Channel Estimation Enhancement in Cell-Free Massive MIMO Systems under Pilot Contamination
Mohammed Dawood Alrubay, Hayder Almosa
In this scholarly context, we delve into the realm of cell-free massive Multiple-Input Multiple-Output (MIMO) systems. These systems feature a multitude of single-antenna, low-cost, and low-power access points distributed across the coverage area. These access points are seamlessly connected to a central network controller. Notably, cell-free massive MIMO operates without the traditional constraints of cellular boundaries. Our research endeavors focus on enhancing the efficiency of cell-free massive MIMO systems. To this end, we propose a novel pilot decontamination algorithm that mitigates pilot contamination during channel estimation. This algorithm aims to address the challenge of pilot contamination, which arises when the available pilot resources are insufficient to serve all users effectively. Our approach involves judiciously sharing pilot resources among multiple users and employing dedicated algorithms in the pilot contamination domain to separate their signals.

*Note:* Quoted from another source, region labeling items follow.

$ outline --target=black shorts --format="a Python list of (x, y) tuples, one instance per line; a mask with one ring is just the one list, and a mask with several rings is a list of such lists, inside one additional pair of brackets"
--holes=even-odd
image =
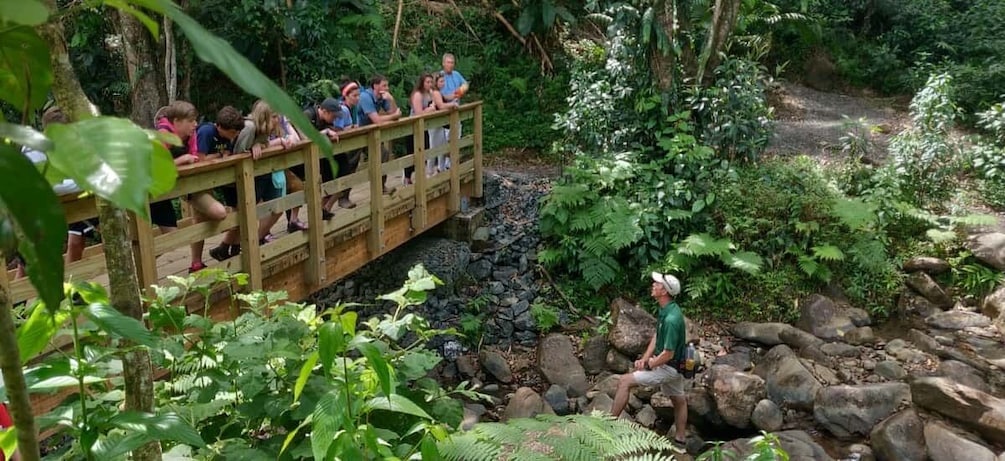
[(230, 207), (237, 208), (237, 185), (228, 184), (226, 186), (220, 186), (216, 188), (216, 192), (220, 194), (221, 203)]
[(97, 218), (69, 223), (67, 232), (73, 235), (92, 235), (97, 230)]
[[(342, 178), (343, 176), (352, 173), (351, 170), (356, 170), (349, 159), (349, 154), (339, 154), (335, 156), (335, 163), (339, 166), (339, 174), (336, 175), (332, 170), (332, 163), (329, 162), (328, 157), (322, 156), (321, 158), (321, 182), (327, 183), (334, 180), (335, 178)], [(357, 164), (359, 164), (359, 156), (356, 157)], [(307, 172), (303, 165), (297, 165), (295, 167), (289, 167), (289, 173), (293, 176), (299, 178), (300, 181), (307, 177)]]
[(150, 222), (161, 227), (178, 227), (178, 214), (173, 201), (150, 204)]

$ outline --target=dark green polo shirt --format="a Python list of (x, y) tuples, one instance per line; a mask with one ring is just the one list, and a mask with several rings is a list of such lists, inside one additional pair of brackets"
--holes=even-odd
[(667, 302), (659, 309), (657, 321), (656, 349), (652, 351), (652, 356), (659, 356), (663, 351), (673, 351), (671, 364), (683, 360), (687, 333), (680, 306), (673, 301)]

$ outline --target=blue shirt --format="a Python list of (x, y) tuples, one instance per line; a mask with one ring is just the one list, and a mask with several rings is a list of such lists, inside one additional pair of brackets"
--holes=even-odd
[[(467, 83), (467, 80), (464, 79), (464, 75), (461, 75), (460, 72), (457, 71), (457, 69), (453, 69), (453, 71), (450, 73), (446, 73), (444, 71), (443, 89), (440, 89), (440, 93), (444, 95), (453, 94), (453, 92), (456, 91), (457, 88), (459, 88), (460, 85), (464, 83)], [(459, 98), (454, 98), (451, 100), (458, 100), (458, 99)]]
[(376, 113), (380, 109), (385, 112), (391, 111), (391, 101), (377, 98), (373, 88), (364, 88), (360, 91), (360, 103), (357, 107), (360, 110), (360, 127), (366, 127), (373, 124), (370, 120), (371, 113)]
[(356, 116), (356, 110), (349, 108), (345, 102), (340, 101), (339, 112), (335, 114), (332, 125), (339, 130), (346, 130), (355, 125), (353, 122), (354, 116)]
[(195, 133), (199, 154), (210, 156), (234, 152), (234, 142), (220, 136), (216, 124), (202, 124)]

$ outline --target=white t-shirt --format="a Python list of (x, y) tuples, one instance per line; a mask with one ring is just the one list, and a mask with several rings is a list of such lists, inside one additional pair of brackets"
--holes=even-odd
[[(46, 161), (48, 161), (48, 158), (45, 157), (44, 152), (36, 151), (34, 149), (21, 148), (21, 154), (24, 154), (24, 157), (27, 157), (28, 160), (30, 160), (31, 163), (35, 164), (36, 166), (38, 164), (45, 163)], [(81, 192), (81, 189), (76, 185), (76, 183), (73, 182), (73, 180), (64, 179), (59, 184), (53, 184), (52, 191), (58, 195), (65, 195), (65, 194), (75, 194), (77, 192)]]

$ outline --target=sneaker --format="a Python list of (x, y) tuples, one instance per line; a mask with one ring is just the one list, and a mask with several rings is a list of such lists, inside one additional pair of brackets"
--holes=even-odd
[(343, 197), (339, 199), (339, 207), (345, 208), (346, 210), (352, 210), (353, 208), (356, 208), (356, 203), (349, 200), (349, 197)]

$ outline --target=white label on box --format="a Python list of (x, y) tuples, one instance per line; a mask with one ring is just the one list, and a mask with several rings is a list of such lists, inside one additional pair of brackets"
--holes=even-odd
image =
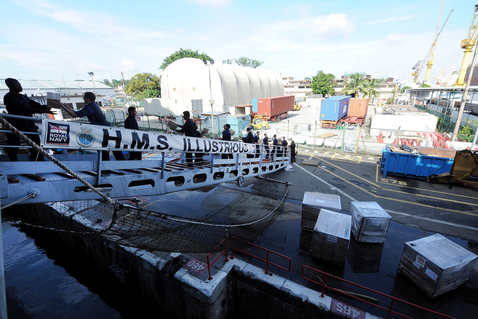
[(378, 219), (376, 218), (372, 218), (370, 220), (370, 223), (373, 226), (378, 226), (380, 225), (380, 222)]
[(425, 271), (425, 273), (427, 274), (427, 276), (435, 281), (437, 281), (437, 278), (438, 278), (438, 275), (433, 272), (433, 271), (431, 270), (430, 268), (427, 268), (427, 270)]
[(425, 258), (419, 255), (417, 255), (417, 258), (415, 260), (415, 262), (420, 265), (421, 267), (425, 267)]
[(336, 243), (337, 242), (337, 236), (327, 235), (327, 241), (330, 241), (331, 243)]

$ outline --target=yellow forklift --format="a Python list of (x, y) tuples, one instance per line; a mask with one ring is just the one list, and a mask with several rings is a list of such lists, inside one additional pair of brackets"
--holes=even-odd
[(468, 150), (457, 151), (449, 173), (431, 175), (427, 178), (431, 184), (446, 184), (478, 190), (478, 152)]

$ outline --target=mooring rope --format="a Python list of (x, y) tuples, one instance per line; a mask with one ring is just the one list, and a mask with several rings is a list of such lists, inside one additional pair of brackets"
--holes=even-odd
[(0, 114), (0, 123), (1, 123), (1, 125), (3, 126), (4, 128), (11, 131), (13, 134), (13, 135), (14, 135), (17, 137), (19, 138), (21, 138), (22, 139), (23, 139), (25, 140), (25, 142), (27, 144), (27, 145), (28, 145), (29, 146), (31, 146), (32, 148), (35, 150), (35, 151), (36, 151), (39, 153), (41, 153), (42, 155), (43, 155), (43, 156), (46, 157), (47, 159), (48, 159), (51, 161), (53, 162), (54, 163), (58, 165), (59, 166), (60, 166), (60, 168), (61, 168), (62, 169), (63, 169), (65, 171), (67, 172), (67, 173), (71, 175), (74, 178), (78, 179), (78, 181), (79, 181), (82, 184), (85, 185), (85, 186), (87, 187), (89, 189), (91, 189), (92, 191), (95, 192), (95, 193), (99, 195), (104, 199), (107, 201), (108, 203), (111, 204), (113, 206), (113, 207), (115, 207), (115, 210), (117, 210), (118, 209), (118, 208), (120, 206), (120, 204), (118, 203), (117, 200), (113, 199), (112, 198), (108, 197), (106, 195), (103, 194), (101, 191), (100, 191), (98, 189), (96, 189), (93, 185), (92, 185), (91, 184), (90, 184), (90, 183), (89, 183), (88, 182), (86, 181), (86, 180), (83, 179), (82, 178), (80, 177), (80, 176), (79, 176), (76, 173), (75, 173), (73, 170), (72, 170), (71, 169), (69, 168), (68, 167), (65, 166), (63, 163), (62, 163), (59, 160), (58, 160), (54, 158), (53, 156), (50, 155), (49, 153), (48, 153), (46, 151), (42, 149), (38, 145), (37, 145), (37, 144), (35, 142), (34, 142), (33, 141), (32, 141), (29, 138), (28, 138), (28, 137), (27, 137), (26, 135), (25, 135), (24, 134), (22, 133), (21, 132), (18, 131), (16, 128), (15, 128), (11, 124), (8, 123), (6, 120), (5, 120), (5, 119), (4, 119), (2, 116), (1, 116), (1, 115)]

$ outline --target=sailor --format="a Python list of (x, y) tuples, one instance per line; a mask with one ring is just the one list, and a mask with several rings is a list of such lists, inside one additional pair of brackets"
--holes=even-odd
[[(17, 80), (8, 78), (5, 79), (5, 84), (10, 91), (3, 97), (6, 111), (11, 115), (19, 115), (32, 118), (32, 114), (47, 113), (56, 114), (49, 108), (28, 98), (26, 95), (20, 94), (23, 91), (21, 84)], [(19, 119), (8, 119), (8, 121), (20, 132), (37, 133), (36, 127), (33, 121)], [(36, 145), (40, 145), (40, 137), (38, 135), (27, 134), (26, 136)], [(20, 138), (12, 133), (6, 133), (6, 145), (10, 146), (20, 146)], [(43, 156), (33, 149), (29, 149), (30, 155), (33, 161), (44, 160)], [(18, 161), (18, 148), (6, 148), (6, 152), (10, 161)]]
[[(128, 108), (128, 117), (124, 120), (124, 128), (129, 130), (139, 130), (138, 122), (136, 120), (136, 108), (130, 106)], [(130, 152), (128, 160), (141, 160), (141, 152)]]
[[(86, 92), (83, 94), (83, 101), (85, 101), (85, 106), (81, 110), (75, 111), (70, 107), (68, 104), (61, 104), (61, 108), (68, 114), (71, 117), (82, 118), (86, 117), (90, 121), (90, 123), (94, 125), (102, 125), (103, 126), (110, 126), (110, 123), (106, 120), (106, 117), (98, 104), (95, 103), (96, 95), (92, 92)], [(113, 155), (117, 160), (124, 160), (123, 153), (120, 151), (114, 151)], [(103, 151), (101, 152), (102, 160), (110, 160), (110, 152), (108, 151)]]

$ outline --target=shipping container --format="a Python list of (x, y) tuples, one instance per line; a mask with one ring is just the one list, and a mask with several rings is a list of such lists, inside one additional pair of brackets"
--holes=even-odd
[(284, 95), (257, 99), (257, 114), (272, 121), (278, 120), (294, 109), (295, 98), (294, 95)]
[(368, 110), (368, 99), (351, 99), (347, 116), (365, 117)]
[(338, 121), (347, 115), (350, 95), (339, 95), (322, 101), (320, 107), (321, 121)]

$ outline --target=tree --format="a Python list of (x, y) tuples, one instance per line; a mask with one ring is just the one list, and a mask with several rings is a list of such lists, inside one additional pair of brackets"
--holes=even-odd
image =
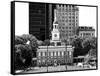
[(43, 45), (45, 45), (45, 46), (50, 45), (50, 40), (49, 39), (44, 40)]
[(31, 65), (32, 50), (29, 45), (15, 46), (15, 69), (24, 69)]
[(91, 56), (97, 54), (97, 38), (87, 38), (83, 41), (82, 46)]

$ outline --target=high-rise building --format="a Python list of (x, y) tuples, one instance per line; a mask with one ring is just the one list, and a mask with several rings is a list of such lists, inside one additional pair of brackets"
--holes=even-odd
[(49, 39), (52, 23), (52, 4), (29, 3), (29, 33), (39, 40)]
[(74, 5), (56, 5), (60, 39), (70, 40), (77, 34), (79, 26), (79, 9)]

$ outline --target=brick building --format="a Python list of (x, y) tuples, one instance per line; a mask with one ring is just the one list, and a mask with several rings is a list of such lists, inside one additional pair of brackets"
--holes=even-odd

In conventional cell-free massive MIMO setups, users typically utilize unique orthogonal training signals. However, this necessitates a substantial pool of such sequences. Alternatively, in scenarios where there is a scarcity of training signals, pilot contamination phenomena come into play. Unfortunately, the reuse of pilot training signals introduces user interference due to shared resources. To mitigate this challenge and enhance the quality of channel estimation, we propose a combined approach that leverages both Principal Component Analysis (PCA) and the Least Mean Squares (LMS) algorithms. Specifically, we implement this approach for user separation within the shared pilot sequence. Our results demonstrate that this method significantly reduce the pilot contamination effect and improves the performance in compared to traditional method used.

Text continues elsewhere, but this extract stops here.